I happened to have had an experience this week which was as good an illustration as any. I shared it with the woman wanting to dump tenure. 

This week, as I wrote a few days ago, I had to break up a fight between two high school girls. It’s the sort of thing that comes with the territory of being a teacher and, while many people shake their heads wondering how anyone could get themselves into a job where such things are the norm, there is no question that it is the teacher’s role to protect children and break up fights that might happen. There isn’t a parent in the world, I imagine, who doesn’t want me, as a teacher, to be looking out for their kid. 

The thing that people don’t understand is that I was able to break up that fight because I had tenure and knew that I had a union to support me in case of emergency. 

Consider what it takes to break up a fight. First, I have to come between the two fighters. There’s a good chance that I’ll get hit and hurt if things go badly. It’s a good thing that I have some training and a lot of experience at this. I know how to break up a fight with minimum risk to myself and the students. However, one thing that often happens is I have to put my hands on a student. 
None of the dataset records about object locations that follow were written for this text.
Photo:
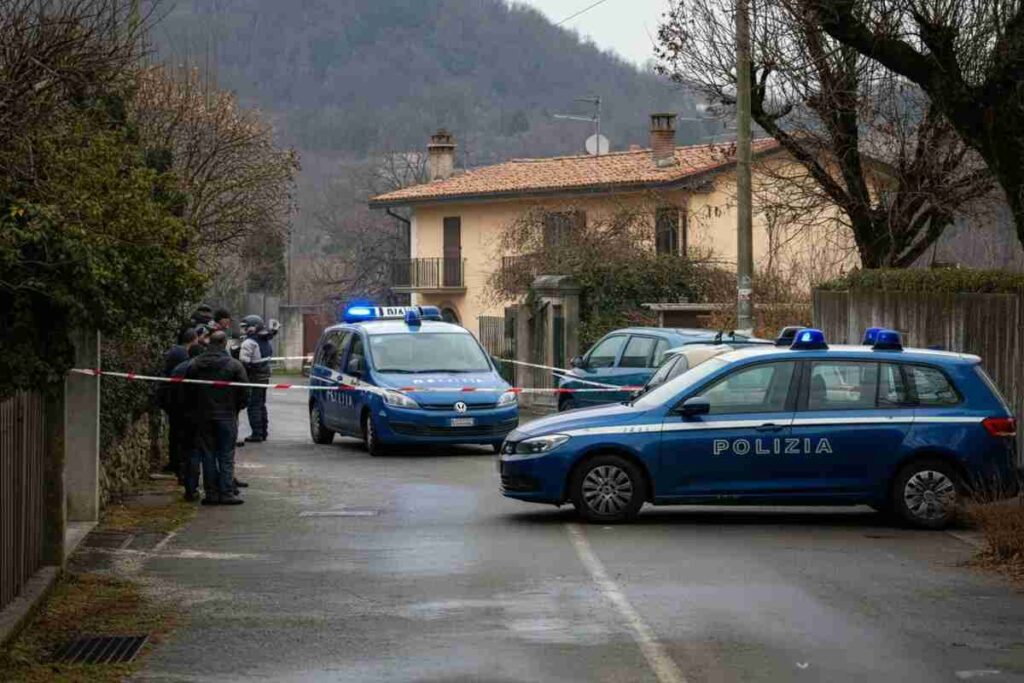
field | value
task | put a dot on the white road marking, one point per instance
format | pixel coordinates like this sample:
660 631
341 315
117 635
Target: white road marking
164 542
657 658
977 673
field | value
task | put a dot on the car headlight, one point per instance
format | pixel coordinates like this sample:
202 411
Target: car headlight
398 399
536 446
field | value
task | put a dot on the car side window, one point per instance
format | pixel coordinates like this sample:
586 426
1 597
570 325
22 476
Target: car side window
931 386
356 352
681 367
841 385
761 388
606 351
659 348
639 352
892 389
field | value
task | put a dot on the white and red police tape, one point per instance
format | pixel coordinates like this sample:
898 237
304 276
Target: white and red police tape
346 385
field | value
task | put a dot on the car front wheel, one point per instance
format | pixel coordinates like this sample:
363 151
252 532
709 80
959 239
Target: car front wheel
608 488
320 433
926 494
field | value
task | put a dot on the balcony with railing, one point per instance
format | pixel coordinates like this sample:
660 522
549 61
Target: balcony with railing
428 274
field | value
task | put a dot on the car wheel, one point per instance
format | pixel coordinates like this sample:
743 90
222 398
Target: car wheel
926 494
608 488
370 437
320 433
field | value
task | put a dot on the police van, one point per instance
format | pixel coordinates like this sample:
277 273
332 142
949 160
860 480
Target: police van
907 431
402 377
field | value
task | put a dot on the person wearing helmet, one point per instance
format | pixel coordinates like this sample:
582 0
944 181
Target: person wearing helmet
255 354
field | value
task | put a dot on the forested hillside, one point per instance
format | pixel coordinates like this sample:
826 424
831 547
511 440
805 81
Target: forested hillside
361 77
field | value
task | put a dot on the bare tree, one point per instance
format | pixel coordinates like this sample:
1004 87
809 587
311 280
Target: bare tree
967 54
55 55
237 180
867 142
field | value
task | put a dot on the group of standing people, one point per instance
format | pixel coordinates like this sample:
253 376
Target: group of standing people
204 418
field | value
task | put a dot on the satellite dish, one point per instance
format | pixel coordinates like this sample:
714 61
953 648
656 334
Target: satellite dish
597 144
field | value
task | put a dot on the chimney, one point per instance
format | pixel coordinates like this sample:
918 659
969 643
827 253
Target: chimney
663 139
440 156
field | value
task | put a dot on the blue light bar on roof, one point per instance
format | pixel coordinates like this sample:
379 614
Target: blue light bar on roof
888 340
809 339
870 335
367 313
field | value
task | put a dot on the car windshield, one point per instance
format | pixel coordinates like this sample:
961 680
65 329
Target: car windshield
673 387
427 352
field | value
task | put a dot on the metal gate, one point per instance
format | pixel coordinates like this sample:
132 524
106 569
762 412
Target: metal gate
498 339
23 512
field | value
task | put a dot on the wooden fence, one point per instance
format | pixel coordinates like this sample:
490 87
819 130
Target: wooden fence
23 504
990 326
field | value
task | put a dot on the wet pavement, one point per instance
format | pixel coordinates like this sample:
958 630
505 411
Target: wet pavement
412 567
My choice of phrasing here is intentional. There is many a parent who will say, don’t you go laying hands on my kid. They can raise one hell of a fuss about it. And rightly so. 
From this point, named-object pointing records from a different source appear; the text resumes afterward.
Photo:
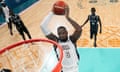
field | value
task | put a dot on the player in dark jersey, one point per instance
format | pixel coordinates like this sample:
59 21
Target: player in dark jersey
94 19
21 28
68 43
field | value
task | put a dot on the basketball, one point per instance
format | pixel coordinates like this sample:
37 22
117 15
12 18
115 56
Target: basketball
59 8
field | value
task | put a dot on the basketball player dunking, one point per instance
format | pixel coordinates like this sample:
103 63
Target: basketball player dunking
94 19
5 10
71 56
21 28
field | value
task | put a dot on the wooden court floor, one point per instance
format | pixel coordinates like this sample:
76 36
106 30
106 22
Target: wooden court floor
109 13
32 17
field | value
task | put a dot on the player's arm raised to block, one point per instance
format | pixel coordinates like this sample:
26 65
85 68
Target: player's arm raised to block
45 30
77 27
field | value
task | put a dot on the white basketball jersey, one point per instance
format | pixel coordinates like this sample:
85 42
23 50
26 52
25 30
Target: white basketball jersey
69 54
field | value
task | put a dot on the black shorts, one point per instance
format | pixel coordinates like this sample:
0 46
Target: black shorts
93 29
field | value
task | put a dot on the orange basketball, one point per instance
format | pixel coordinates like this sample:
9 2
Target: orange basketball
59 8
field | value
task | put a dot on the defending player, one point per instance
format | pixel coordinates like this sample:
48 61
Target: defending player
5 10
16 20
71 56
94 19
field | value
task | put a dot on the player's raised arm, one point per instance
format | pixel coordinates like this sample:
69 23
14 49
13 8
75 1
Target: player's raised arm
77 27
44 28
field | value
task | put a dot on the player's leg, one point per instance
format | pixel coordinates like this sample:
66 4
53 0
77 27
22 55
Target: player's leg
91 34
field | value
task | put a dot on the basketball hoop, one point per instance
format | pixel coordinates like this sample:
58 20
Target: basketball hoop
8 54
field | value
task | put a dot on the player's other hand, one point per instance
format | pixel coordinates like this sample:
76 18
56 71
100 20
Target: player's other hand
67 11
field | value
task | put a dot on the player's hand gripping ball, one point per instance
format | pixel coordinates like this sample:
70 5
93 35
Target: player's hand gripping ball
59 8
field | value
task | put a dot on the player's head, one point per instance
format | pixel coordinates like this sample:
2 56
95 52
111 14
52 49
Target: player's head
62 33
93 10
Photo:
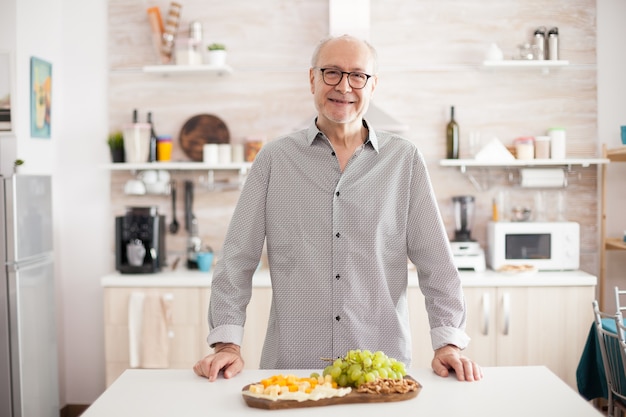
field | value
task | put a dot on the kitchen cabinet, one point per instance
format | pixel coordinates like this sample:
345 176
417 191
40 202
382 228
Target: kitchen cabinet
186 345
548 317
189 326
518 326
606 242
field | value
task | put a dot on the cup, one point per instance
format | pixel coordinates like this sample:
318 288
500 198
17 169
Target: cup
136 142
475 143
238 153
224 153
135 252
164 148
134 187
149 177
204 260
210 153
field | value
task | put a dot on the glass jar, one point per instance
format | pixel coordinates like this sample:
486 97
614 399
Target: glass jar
525 148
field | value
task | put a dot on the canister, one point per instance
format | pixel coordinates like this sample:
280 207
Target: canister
557 142
164 148
524 148
542 147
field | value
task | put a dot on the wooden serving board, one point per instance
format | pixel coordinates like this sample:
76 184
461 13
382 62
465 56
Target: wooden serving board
352 398
200 130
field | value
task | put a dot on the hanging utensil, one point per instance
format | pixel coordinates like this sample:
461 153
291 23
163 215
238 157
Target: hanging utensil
188 205
174 226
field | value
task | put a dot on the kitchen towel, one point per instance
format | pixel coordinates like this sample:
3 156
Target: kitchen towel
157 318
540 178
135 315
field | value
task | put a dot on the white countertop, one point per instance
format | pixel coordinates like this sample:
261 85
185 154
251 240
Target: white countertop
511 391
189 278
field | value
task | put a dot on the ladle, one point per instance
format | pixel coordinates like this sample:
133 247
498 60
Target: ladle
174 226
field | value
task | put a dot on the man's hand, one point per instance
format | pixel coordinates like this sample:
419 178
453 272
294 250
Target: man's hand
449 358
227 358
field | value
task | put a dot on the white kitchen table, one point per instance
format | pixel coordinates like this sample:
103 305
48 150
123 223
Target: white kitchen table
512 391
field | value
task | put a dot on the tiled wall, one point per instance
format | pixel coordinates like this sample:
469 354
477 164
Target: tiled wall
430 54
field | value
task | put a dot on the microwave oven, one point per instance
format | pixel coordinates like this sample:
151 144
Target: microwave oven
548 246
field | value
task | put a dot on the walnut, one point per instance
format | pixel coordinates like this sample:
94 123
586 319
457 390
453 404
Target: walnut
388 386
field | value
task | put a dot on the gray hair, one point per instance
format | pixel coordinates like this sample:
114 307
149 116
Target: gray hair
323 42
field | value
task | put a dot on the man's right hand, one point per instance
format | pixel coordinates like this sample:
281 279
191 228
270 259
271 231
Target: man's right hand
226 358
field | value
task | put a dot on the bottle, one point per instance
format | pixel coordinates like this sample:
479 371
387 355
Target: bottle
452 137
557 142
553 44
540 43
152 153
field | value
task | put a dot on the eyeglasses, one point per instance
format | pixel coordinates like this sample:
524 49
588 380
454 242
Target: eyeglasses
333 77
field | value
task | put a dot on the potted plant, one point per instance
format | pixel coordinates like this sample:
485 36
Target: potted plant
116 145
217 54
16 164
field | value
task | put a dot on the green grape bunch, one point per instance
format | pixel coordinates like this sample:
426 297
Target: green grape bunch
358 367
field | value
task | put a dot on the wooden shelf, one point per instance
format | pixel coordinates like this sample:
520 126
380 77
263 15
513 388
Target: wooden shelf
615 243
522 163
187 69
177 166
544 65
617 154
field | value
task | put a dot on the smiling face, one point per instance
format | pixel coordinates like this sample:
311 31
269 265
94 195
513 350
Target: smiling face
342 104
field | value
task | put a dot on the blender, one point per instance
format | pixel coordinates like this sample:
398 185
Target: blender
466 252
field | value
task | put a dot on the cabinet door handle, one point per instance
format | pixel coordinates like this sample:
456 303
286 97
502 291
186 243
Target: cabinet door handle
506 309
486 302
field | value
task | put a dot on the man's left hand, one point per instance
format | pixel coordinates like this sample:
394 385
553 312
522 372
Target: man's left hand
449 358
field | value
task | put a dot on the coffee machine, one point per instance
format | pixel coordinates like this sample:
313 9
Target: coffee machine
467 253
140 241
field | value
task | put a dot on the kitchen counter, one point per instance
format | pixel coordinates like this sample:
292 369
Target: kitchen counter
511 391
188 278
In the fight this week, I had to put my hands on a girls shoulders and steer her out of the room. I did this gently, kept my hands open, and kept as much distance as I could with my hands on her shoulders, but no matter what precautions I take, I’m still putting hands on a student, a female student. It’s a dangerous situation and one that can come back to bite me hard on the ass. 

Tenure and my union protect me in this instance. I can’t be dismissed to placate an angry parent. I can’t be dismissed because an administrator now has good enough reason to get rid of someone he or she doesn’t like. 

I didn’t say all of this yesterday to my friend who is against tenure. I said this instead: without tenure and my union, I have to let those two kids beat the shit out of each other. 

My job is to protect those students, but I have a bigger responsibility to keep my job so that I can care for my family. Without tenure and a union, it’s too risky to get between two fighting girls. Without tenure and a union, it’s too risky to meet individually with a student to discuss his writing. Without tenure and a union, it’s too risky to remain in teaching and I have to find something else to do with my life. 

I get that tenure and unions protect the small percentage of bad teachers, but they also protect and allow the majority of us who are hoping to best serve your children. My tenure allows me to keep two girls from beating the hell out of one another. It allows me to show the rest of the students that there is someone there to protect them. Simply put, I can’t protect and serve your children without tenure and my union protecting and serving me. 

So, no, I’m not in favor of scrapping tenure. Nor do I see it as the problem. There are big problems with schools, but they have much more to do with funding, business models, and a lack of respect shown to anyone working with children. Let’s address all those and when we’ve got them under control, then let’s have a talk again about tenure. Meanwhile, I’m going back to work today knowing that I have a dangerous job made tenable by my tenure and the backing of a union.